A tokamak can be viewed as a system dominated by “Weak Emergence”, the definition of which is a system whose desired functions exist at a holistic abstract level, although its behaviour can in principle be reduced to its constituent parts. These systems are difficult to design because their properties cannot be easily understood in terms of the properties of their constituent parts alone, instead being dominated by dynamic interrelationships between parts during operation.
Faced with such complex interrelationships, designers can adopt a conservative approach and base their designs on minimal changes to an existing known design. This is not a viable option for the DEMO fusion power plant, which has to incorporate functions not present in research reactors, such as large-scale tritium breeding, whose enabling technologies will require periodic maintenance and renewal over their lifetime.
The Systems Engineering design process, as defined by ISO15288:2015, provides a systematic approach to the design of complex systems and their emergent behaviour. It divides the system design process into the development of a two stage, top-down hierarchy; an abstract, technologically agnostic “System Architecture” high level and a more practically oriented “System Design” lower level, with formal relationships between the two. The abstract representation allows the designer to develop and represent incremental insights obtained about the system’s requirements and emergent behaviours, before progressing towards its technological realisation in the System Design. This process encourages a more pragmatic and less conservative approach to solution development and optioneering.
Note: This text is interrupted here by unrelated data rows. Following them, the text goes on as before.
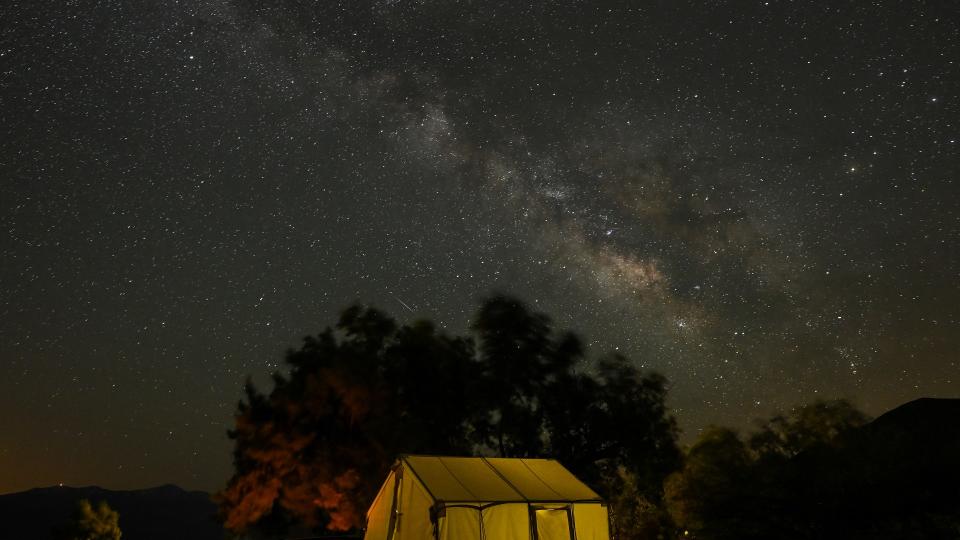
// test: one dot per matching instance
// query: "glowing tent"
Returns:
(460, 498)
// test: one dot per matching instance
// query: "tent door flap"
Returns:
(552, 523)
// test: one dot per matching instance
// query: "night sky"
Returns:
(757, 199)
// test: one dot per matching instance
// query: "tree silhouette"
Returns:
(314, 450)
(90, 522)
(766, 487)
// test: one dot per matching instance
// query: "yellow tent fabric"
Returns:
(462, 498)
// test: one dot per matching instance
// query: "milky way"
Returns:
(757, 199)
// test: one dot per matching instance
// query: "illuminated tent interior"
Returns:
(466, 498)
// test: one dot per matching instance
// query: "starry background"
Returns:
(757, 199)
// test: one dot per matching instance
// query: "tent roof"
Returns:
(478, 479)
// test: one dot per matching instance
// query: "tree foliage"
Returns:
(314, 450)
(729, 489)
(91, 522)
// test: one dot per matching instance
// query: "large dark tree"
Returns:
(313, 451)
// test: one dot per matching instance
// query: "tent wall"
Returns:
(507, 522)
(378, 517)
(413, 516)
(592, 521)
(408, 506)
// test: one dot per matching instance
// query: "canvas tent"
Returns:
(466, 498)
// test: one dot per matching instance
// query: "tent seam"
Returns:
(504, 478)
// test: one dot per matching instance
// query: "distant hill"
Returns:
(896, 477)
(159, 513)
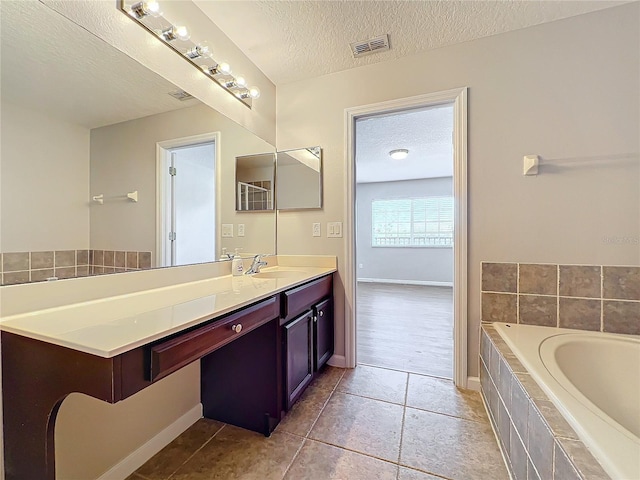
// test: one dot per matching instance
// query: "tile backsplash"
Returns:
(586, 297)
(26, 267)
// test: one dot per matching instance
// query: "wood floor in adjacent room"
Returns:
(406, 327)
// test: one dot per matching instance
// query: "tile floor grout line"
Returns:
(306, 436)
(404, 371)
(447, 415)
(370, 398)
(326, 402)
(404, 414)
(196, 451)
(324, 442)
(304, 440)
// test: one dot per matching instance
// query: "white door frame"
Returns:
(458, 97)
(162, 149)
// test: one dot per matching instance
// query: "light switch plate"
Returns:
(227, 230)
(334, 229)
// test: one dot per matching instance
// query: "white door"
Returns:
(189, 223)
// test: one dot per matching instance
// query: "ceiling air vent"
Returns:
(181, 95)
(367, 47)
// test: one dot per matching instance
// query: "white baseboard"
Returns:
(337, 361)
(406, 282)
(473, 383)
(139, 457)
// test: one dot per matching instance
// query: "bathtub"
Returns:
(593, 378)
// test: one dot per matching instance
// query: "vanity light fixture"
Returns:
(142, 9)
(199, 54)
(399, 154)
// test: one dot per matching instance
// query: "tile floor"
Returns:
(367, 423)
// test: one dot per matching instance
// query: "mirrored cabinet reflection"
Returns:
(255, 179)
(290, 180)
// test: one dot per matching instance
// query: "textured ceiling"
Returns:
(294, 40)
(53, 66)
(427, 134)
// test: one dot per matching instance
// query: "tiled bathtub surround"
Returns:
(586, 297)
(26, 267)
(536, 440)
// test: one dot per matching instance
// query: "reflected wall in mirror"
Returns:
(81, 119)
(299, 179)
(255, 180)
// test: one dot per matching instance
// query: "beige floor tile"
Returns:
(329, 377)
(410, 474)
(451, 447)
(306, 410)
(235, 453)
(318, 461)
(170, 458)
(367, 426)
(441, 396)
(377, 383)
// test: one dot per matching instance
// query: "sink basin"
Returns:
(276, 274)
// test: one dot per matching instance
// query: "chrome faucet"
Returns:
(255, 266)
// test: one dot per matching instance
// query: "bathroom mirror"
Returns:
(80, 120)
(255, 175)
(299, 179)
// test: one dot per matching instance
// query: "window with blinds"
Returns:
(412, 222)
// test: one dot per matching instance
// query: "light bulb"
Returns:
(142, 9)
(153, 8)
(199, 51)
(241, 81)
(254, 92)
(224, 68)
(182, 33)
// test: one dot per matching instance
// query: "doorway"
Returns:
(457, 100)
(187, 200)
(404, 240)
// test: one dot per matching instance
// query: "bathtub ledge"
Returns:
(557, 453)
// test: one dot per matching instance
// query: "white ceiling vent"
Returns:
(367, 47)
(181, 95)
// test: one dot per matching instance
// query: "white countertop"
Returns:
(110, 326)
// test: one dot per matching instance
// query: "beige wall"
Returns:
(123, 159)
(45, 188)
(567, 90)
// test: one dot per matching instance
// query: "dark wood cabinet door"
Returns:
(323, 333)
(298, 347)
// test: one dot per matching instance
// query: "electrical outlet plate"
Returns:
(227, 230)
(334, 229)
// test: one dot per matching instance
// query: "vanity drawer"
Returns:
(297, 300)
(169, 356)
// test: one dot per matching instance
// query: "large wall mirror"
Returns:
(299, 179)
(81, 120)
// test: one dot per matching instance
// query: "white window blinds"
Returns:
(412, 222)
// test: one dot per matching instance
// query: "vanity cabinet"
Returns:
(307, 321)
(298, 347)
(323, 333)
(255, 360)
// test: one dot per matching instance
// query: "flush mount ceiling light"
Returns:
(177, 37)
(399, 154)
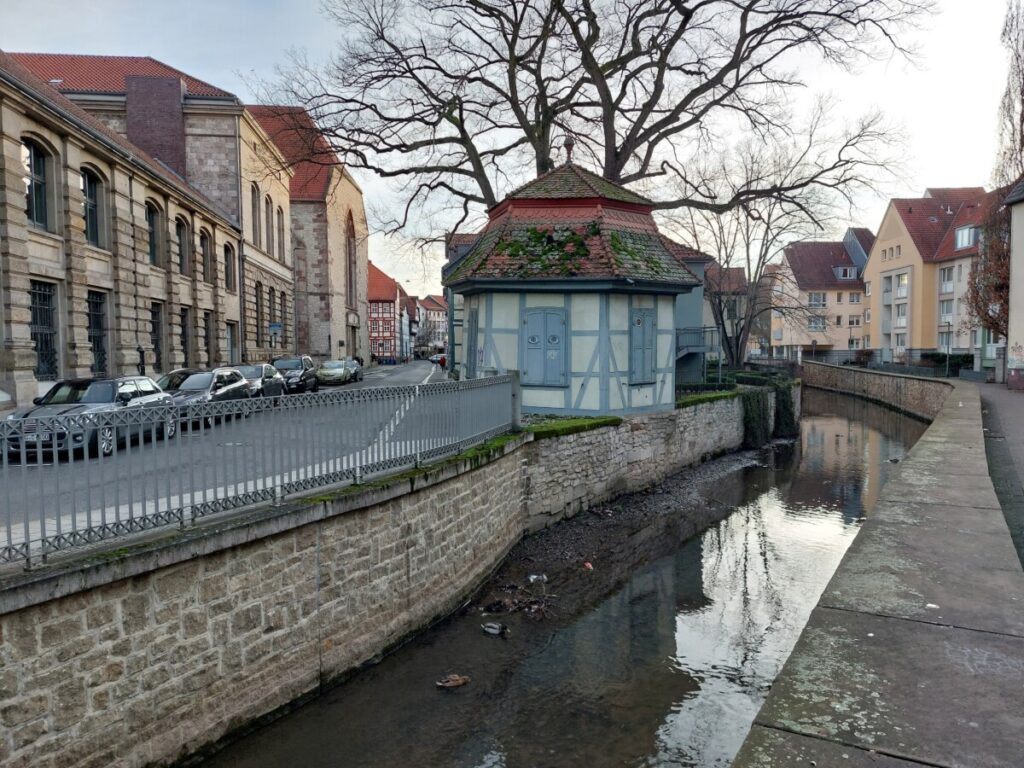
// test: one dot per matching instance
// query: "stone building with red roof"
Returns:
(571, 284)
(119, 256)
(207, 139)
(918, 275)
(330, 238)
(819, 297)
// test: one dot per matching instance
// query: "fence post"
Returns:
(516, 401)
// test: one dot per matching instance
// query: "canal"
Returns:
(649, 643)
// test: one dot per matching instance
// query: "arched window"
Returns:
(37, 170)
(92, 208)
(281, 235)
(254, 194)
(260, 326)
(209, 273)
(282, 298)
(350, 263)
(268, 222)
(183, 242)
(153, 219)
(229, 280)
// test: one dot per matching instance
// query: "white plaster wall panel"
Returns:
(505, 310)
(534, 397)
(586, 312)
(583, 353)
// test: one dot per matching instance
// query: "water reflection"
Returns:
(668, 670)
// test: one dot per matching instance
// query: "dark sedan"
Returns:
(193, 387)
(58, 422)
(264, 380)
(299, 373)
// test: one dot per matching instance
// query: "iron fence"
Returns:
(71, 479)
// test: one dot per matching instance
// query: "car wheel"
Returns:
(104, 440)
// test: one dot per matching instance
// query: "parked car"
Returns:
(354, 368)
(264, 380)
(81, 397)
(333, 372)
(190, 387)
(299, 373)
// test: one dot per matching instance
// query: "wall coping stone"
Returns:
(91, 569)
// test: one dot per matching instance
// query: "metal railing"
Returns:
(696, 340)
(76, 479)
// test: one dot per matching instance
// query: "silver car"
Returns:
(59, 421)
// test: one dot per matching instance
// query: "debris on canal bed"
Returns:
(495, 629)
(453, 681)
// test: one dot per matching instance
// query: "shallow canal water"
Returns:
(666, 668)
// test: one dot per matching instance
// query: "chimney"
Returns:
(156, 120)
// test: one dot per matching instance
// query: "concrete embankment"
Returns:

This paper presents examples of how the interactions of complex interrelated technological systems in the tokamak can be reinterpreted as an abstract System Architecture more closely related to the desired emergent functions. Relationships between systems at a high level are represented by services and qualitative dependencies, rather than solely the flow of materials and energy. SysML is used as the representation language, encoding each system in terms of its statement of purpose, functions and performance parameters, operating within a formally defined context.
The paper shows how the complexities of the DEMO design can be managed without resorting to design conservatism. The System Architecture will be used to manage and structure the creative processes involved in the technological choices at the System Design level, providing a framework in which novel solutions and optioneering can take place, supporting the design innovations needed to_bring_DEMO_to_fruition.